Site type: Castle - tower house and Burnt mound
Period/Dating: Multi-period
ITM: E 706316m, N 751900m
Latitude, Longitude (decimal degrees): 53.506338, -6.397271
Testing was undertaken in September 2005 in response to a condition of planning permission for the upgrading/widening of Castle Street, Killegland townland, Ashbourne. The upgrade includes: the widening of Castle Street on both sides of the Broadmeadow River; the temporary diversion of the river to allow the rebuilding of Castle Street bridge and the building of a second bridge; the installation of a roundabout just north-west of the river; and the construction of a slip road south of the river near the recently built pumping station.

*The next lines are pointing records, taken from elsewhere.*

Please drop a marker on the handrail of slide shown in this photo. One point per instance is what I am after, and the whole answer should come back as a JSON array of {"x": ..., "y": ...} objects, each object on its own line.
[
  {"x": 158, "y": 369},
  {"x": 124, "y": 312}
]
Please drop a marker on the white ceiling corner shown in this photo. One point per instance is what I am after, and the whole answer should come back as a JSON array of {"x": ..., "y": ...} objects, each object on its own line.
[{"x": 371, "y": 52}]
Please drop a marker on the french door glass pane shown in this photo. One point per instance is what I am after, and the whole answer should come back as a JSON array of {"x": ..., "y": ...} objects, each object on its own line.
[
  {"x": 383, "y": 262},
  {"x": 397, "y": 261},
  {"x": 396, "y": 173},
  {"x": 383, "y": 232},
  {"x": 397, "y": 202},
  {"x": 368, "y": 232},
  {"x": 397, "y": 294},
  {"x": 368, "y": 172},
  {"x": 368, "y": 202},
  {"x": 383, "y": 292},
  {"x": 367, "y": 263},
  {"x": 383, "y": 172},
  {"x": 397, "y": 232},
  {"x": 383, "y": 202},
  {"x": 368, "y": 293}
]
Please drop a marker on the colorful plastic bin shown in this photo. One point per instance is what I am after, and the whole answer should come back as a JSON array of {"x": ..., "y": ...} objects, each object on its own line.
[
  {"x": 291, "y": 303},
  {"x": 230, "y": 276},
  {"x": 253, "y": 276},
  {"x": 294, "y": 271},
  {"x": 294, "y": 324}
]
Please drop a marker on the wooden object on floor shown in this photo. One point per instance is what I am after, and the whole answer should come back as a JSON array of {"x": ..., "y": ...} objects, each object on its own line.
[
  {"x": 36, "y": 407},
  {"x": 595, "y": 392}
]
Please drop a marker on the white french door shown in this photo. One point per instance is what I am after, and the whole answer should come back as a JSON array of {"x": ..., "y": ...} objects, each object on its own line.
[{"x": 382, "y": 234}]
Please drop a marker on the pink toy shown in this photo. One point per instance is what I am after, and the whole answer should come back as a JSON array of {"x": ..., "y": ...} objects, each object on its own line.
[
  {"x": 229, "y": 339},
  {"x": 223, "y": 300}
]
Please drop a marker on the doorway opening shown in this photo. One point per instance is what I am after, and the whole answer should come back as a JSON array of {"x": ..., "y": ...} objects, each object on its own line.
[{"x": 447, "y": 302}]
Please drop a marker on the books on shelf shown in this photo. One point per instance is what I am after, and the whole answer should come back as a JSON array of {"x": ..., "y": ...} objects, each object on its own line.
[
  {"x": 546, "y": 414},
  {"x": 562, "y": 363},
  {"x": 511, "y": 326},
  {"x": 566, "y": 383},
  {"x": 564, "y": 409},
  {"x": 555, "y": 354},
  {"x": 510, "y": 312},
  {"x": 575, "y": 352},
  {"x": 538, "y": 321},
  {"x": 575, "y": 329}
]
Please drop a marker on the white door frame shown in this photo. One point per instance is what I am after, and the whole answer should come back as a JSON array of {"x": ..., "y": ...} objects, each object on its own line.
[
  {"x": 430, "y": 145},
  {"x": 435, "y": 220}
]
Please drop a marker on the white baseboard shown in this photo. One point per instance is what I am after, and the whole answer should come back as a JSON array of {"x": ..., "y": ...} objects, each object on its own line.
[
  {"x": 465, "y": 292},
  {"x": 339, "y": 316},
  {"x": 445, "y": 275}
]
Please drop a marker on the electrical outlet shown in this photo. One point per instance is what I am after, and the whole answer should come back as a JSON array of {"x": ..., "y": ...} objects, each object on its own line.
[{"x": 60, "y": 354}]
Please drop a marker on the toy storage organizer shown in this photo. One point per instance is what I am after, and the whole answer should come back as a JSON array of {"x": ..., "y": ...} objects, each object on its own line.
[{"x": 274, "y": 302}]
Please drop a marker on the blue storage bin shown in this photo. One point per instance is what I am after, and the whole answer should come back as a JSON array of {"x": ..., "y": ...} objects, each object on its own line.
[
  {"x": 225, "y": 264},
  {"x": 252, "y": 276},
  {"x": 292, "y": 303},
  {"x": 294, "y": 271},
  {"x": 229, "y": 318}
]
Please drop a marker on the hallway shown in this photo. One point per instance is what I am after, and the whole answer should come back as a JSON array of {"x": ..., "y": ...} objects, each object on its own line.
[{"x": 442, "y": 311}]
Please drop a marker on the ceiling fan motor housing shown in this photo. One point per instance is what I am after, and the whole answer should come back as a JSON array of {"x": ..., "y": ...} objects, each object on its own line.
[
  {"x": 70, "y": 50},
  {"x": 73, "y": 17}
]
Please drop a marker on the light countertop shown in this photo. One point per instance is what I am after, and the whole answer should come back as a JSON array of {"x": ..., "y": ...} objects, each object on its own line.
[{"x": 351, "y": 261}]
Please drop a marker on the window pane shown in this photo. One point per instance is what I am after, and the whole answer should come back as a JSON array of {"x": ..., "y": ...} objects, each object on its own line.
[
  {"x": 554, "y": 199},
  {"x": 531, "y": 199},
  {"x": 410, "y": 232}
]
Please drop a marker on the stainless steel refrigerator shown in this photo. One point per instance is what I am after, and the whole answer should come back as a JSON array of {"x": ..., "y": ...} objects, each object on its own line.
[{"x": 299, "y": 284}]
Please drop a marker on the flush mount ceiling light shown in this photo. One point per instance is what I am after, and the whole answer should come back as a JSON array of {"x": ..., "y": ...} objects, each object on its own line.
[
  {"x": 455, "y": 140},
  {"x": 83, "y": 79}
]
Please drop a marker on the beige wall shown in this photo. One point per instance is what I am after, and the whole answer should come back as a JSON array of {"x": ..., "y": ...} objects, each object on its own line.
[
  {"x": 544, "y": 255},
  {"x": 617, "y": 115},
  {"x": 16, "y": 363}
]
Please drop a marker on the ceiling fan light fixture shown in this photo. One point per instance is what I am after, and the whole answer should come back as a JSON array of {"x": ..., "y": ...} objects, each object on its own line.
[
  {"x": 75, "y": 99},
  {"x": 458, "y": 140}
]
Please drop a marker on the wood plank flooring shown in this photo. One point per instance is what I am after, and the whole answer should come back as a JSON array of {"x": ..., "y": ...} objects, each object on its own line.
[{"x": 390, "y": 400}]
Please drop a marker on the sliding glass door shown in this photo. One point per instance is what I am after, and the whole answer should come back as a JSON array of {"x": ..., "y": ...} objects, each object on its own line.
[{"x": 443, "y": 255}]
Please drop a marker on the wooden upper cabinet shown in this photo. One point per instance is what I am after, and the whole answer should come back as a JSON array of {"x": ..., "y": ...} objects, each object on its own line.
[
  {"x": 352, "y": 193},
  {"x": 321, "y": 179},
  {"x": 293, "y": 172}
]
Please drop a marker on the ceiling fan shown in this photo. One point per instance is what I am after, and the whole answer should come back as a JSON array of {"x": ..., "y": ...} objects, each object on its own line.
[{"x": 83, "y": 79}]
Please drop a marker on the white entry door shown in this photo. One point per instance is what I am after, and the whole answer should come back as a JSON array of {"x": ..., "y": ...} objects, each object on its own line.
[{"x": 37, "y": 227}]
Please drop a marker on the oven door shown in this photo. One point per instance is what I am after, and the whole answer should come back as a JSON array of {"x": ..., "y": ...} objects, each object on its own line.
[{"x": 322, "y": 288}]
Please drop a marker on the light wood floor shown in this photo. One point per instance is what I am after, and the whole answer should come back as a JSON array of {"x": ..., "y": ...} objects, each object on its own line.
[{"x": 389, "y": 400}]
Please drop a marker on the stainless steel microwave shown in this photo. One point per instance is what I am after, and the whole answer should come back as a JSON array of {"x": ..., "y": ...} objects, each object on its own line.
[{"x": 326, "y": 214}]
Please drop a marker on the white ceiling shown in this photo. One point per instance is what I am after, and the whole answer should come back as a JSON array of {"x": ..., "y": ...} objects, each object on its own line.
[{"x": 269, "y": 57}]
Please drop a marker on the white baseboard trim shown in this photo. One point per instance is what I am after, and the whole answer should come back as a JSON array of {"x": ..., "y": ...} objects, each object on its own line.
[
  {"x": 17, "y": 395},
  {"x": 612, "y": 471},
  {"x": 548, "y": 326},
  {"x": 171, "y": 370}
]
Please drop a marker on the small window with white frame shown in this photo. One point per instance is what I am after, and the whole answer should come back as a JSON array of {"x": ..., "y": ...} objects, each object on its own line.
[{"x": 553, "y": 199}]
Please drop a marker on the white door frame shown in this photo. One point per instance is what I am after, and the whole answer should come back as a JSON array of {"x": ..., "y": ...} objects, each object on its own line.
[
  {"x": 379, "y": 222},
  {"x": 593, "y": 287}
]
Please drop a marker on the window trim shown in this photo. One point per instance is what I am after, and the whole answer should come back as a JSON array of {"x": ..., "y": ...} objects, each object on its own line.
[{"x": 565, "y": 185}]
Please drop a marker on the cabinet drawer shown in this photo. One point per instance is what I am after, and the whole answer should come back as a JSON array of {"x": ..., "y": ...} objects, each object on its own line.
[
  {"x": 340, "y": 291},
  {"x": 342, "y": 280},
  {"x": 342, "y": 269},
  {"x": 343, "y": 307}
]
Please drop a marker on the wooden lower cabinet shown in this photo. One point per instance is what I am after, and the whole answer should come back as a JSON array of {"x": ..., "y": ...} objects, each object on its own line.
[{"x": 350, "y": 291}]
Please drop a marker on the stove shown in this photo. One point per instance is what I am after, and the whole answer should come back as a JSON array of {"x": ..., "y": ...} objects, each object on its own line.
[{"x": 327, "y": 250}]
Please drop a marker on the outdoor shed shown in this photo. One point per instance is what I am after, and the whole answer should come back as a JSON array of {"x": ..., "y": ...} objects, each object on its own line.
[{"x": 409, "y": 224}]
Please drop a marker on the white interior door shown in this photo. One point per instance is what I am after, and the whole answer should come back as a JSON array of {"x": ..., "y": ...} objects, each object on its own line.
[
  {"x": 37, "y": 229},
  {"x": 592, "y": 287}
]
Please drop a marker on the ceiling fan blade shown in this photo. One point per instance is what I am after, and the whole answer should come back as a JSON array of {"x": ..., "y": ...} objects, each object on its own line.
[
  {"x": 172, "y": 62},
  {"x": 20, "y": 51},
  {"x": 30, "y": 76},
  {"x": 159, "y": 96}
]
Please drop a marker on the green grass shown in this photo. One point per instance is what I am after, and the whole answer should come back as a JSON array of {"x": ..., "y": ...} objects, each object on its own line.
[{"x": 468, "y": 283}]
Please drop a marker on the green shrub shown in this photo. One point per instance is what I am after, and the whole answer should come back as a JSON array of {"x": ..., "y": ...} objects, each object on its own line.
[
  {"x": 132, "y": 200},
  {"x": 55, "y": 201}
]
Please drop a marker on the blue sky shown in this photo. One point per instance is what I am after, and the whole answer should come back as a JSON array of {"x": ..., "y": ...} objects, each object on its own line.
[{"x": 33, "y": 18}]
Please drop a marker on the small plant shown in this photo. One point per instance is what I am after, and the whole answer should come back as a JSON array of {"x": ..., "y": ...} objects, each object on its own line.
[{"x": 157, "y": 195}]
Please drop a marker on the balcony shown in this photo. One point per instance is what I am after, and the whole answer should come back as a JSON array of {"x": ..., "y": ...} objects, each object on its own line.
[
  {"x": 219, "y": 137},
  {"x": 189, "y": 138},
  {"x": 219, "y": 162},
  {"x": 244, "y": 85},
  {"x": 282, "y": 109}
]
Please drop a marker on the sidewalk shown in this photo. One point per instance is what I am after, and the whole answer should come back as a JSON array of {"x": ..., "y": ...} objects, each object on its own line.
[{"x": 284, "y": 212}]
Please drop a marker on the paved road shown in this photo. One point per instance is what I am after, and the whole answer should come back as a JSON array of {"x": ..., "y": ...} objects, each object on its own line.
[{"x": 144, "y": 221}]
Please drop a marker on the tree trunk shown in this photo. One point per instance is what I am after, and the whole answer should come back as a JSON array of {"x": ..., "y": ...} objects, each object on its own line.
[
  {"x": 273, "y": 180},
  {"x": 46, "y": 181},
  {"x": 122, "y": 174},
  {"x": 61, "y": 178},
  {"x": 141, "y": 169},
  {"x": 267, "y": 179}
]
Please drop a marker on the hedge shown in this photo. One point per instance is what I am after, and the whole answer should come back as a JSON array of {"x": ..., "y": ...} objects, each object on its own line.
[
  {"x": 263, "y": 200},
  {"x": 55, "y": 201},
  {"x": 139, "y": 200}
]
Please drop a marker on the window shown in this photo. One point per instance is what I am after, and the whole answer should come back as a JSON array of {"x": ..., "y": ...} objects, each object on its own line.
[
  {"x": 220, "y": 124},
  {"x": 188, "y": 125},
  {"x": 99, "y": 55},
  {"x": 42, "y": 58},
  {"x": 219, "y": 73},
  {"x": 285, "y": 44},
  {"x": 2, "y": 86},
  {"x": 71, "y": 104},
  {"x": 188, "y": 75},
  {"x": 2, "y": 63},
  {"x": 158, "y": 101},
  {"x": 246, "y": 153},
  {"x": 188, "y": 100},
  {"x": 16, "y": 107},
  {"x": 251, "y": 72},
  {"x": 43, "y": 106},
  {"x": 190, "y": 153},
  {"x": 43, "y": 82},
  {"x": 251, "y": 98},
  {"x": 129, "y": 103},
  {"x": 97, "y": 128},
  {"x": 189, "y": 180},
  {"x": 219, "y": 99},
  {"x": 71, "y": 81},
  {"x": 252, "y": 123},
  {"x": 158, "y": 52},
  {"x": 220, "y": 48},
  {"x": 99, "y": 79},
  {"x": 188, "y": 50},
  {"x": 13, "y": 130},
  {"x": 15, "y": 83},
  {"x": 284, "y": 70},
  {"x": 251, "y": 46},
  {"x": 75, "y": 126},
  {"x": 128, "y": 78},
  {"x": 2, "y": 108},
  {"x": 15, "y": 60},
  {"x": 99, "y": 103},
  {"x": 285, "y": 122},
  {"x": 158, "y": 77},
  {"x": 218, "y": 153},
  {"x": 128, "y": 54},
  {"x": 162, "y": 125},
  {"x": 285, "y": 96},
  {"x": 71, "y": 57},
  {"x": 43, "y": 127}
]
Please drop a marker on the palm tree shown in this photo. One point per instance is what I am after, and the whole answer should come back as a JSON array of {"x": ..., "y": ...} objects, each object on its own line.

The road is adjacent to a development where previous work had identified prehistoric, medieval and post-medieval archaeology (Excavations 2003, No. 1346, 02E1728, 02E0708 ext.; Excavations 2004, No. 1167, 04E1213, 04E1252). The upgrade corridor also passes through the constraint area of the site of a tower-house, Killegland Castle. This was built prior to 1429 by the Segraves and razed in the mid-17th century, and its site may have continued to serve as a farm for some time thereafter. The road upgrade plan also calls for the demolition of vernacular farm structures (outbuilding, boundary fence) associated with a post-medieval farm whose buildings pre-date at least 1839, and possibly 1783.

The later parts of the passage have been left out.